Some people rescue animals. Some people rescue caved-in miners, or shipwrecked sailors, or wayward souls. Some people rescue food that's about to go bad.
Apparently, I rescue clothes from the ground.
Is this a thing other people do? I keep finding abandoned clothes -- mostly jackets, but sometimes skirts, sometimes mittens or gloves, occasionally t-shirts. Once I found a blanket. I find them in the nearby park, along the street where I bike, on sidewalks as I run by. And since I hate to see something perfectly good go to waste, I bring it home. (And launder it first thing, but of course).
I try to only take clothes that have been left in the same place for a while, or clothes that otherwise look like they're abandoned. That means, often, the clothes I rescue look superficially icky: stuff trampled into the ground, rained on, run over by cars. But if I'm already sweaty from running, carrying something wet for a ways isn't all that much more disgusting than just being me. And almost always, this stuff cleans up perfectly well.

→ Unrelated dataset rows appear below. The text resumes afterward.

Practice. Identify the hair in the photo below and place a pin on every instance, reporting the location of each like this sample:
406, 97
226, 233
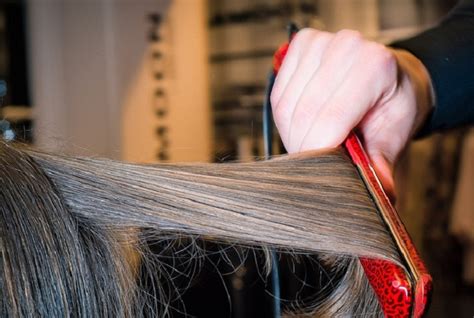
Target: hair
74, 231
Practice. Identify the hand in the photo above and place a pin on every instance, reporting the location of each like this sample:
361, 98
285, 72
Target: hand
331, 83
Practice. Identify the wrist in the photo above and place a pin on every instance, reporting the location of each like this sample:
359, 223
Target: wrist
416, 73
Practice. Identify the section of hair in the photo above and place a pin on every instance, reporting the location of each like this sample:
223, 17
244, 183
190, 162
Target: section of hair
73, 229
52, 264
306, 202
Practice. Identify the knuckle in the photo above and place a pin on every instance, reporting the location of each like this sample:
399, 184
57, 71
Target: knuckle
349, 35
382, 57
334, 113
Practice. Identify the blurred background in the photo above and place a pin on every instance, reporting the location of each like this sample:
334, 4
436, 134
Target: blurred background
184, 80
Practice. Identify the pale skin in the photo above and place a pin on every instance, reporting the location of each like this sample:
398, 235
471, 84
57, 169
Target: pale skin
332, 83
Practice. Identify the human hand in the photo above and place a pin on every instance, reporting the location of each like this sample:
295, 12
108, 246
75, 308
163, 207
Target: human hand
331, 83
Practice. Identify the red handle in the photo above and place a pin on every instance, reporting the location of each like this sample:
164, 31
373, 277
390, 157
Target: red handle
393, 285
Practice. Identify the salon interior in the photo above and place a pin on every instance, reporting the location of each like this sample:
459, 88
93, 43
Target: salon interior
166, 81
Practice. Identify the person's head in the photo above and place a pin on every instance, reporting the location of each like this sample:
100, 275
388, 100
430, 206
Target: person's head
73, 231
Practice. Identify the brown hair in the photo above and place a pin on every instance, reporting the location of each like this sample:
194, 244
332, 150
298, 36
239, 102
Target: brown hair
66, 223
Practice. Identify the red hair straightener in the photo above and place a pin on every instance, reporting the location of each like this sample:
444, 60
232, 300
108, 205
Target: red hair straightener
402, 292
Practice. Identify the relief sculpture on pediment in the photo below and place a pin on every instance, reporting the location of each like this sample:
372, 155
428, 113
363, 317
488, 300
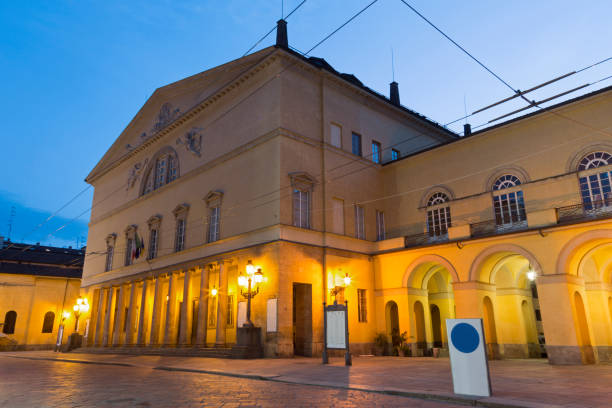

Because I happen to have what I call a yard-sale body, it turns out that a bunch of these clothes fit me. Some of them I keep: my very very very favorite t-shirt in the world -- the one I wore during the running segment of my IronMan -- was one I found wadded up along a sidewalk on our weekly running route. My dog has since loved the shirt (chewing holes in it, alas), so I am keeping my eyes out along the sidewalks in hopes that I can strike pay-shirt pay-dirt again.
But usually, I figure I've already got enough clothes, and so after laundering the whatever-it-is, I put it in our donation box to take to a local thrift shop.
Here's my latest rescue, the one that prompted this post.
This black jacket had been left by a tree in our local park, and it had gotten rained on and a bit caked with dirt. I could totally understand why people would leave it there, all wet and muddy. But those people aren't me.The price is right, I suppose.